Les experts météorologiques internationaux, y compris le Bureau australien de météorologie et d’autres services climatiques, estiment que la probabilité d’un développement d’El Niño peut atteindre environ 50 % à 60 % dans la seconde moitié de 2026, bien qu’il soit encore trop tôt pour affirmer quand et à quel degré ce phénomène pourrait s’installer.

Quels impacts potentiels sur le climat mondial et les températures ?

Si El Niño devait se former plus tard en 2026 ou au début de 2027, ses effets pourraient se traduire par une hausse des températures mondiales et une modification des régimes de précipitations à travers le globe. El Niño influence le climat à grande échelle en augmentant les températures de surface de l’océan Pacifique équatorial, ce qui tend à faire grimper la température moyenne mondiale et à amplifier certains phénomènes météorologiques extrêmes, comme des vagues de chaleur, des sécheresses ou des pluies intenses.

Les trois dernières années ont déjà figuré parmi les plus chaudes jamais enregistrées à l’échelle mondiale, en partie à cause des effets combinés du changement climatique d’origine humaine et de variations naturelles du cycle ENSO. Dans ce contexte, un épisode El Niño, même modéré, pourrait accentuer cette tendance et contribuer à pousser les températures mondiales encore plus haut, notamment en 2027, où certains modèles prévoient un potentiel de records de chaleur.
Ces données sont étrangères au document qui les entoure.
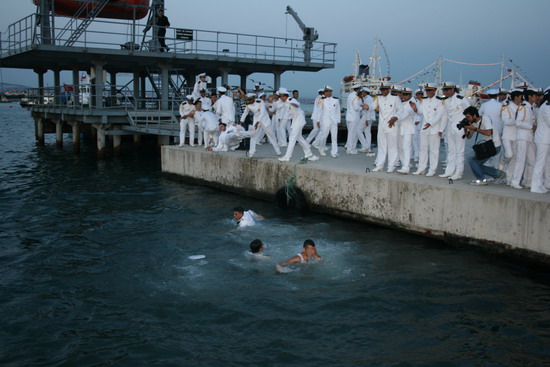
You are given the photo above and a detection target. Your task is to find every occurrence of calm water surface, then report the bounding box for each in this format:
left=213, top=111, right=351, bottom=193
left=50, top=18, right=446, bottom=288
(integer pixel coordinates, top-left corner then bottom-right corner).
left=0, top=104, right=550, bottom=366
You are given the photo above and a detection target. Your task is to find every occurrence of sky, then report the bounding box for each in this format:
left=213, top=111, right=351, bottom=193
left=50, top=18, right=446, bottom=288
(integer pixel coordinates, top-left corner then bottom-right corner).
left=0, top=0, right=550, bottom=95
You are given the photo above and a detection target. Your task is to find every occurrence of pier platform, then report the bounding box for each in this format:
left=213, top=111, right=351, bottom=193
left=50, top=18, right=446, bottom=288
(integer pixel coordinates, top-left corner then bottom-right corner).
left=161, top=144, right=550, bottom=264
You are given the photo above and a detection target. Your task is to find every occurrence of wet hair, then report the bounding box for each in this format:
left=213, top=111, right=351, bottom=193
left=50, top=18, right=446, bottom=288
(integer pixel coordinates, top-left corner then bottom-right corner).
left=304, top=239, right=315, bottom=248
left=464, top=106, right=479, bottom=117
left=250, top=238, right=263, bottom=254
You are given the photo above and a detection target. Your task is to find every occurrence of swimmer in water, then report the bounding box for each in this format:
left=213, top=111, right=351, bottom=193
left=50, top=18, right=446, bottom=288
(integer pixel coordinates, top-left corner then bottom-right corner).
left=250, top=239, right=269, bottom=259
left=275, top=240, right=322, bottom=273
left=233, top=206, right=264, bottom=227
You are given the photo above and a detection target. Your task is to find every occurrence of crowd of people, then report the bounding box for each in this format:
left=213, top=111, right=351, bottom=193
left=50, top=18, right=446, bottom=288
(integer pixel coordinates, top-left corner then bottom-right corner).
left=179, top=73, right=550, bottom=193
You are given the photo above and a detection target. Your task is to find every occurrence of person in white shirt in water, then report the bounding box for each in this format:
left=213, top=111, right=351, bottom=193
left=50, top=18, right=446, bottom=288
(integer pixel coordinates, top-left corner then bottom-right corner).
left=233, top=206, right=264, bottom=228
Les impacts d’El Niño ne sont pas uniformes

Les impacts d’un El Niño ne seraient pas uniformes partout. Certaines régions, comme la côte du Pacifique des États‑Unis, l’Inde, l’Australie ou l’Asie du Sud‑Est, pourraient ressentir plus fortement ses effets sur les précipitations et les températures. D’autres zones, comme l’Europe occidentale, pourraient être moins directement influencées, même si des répercussions indirectes sur les schémas météorologiques restent possibles.

Il faut toutefois souligner que la prévision précise du passage à El Niño reste difficile, même avec les modèles climatiques les plus avancés : les océans et l’atmosphère interagissent de manière complexe, et la variabilité naturelle du système climatique exige des mises à jour régulières des prévisions.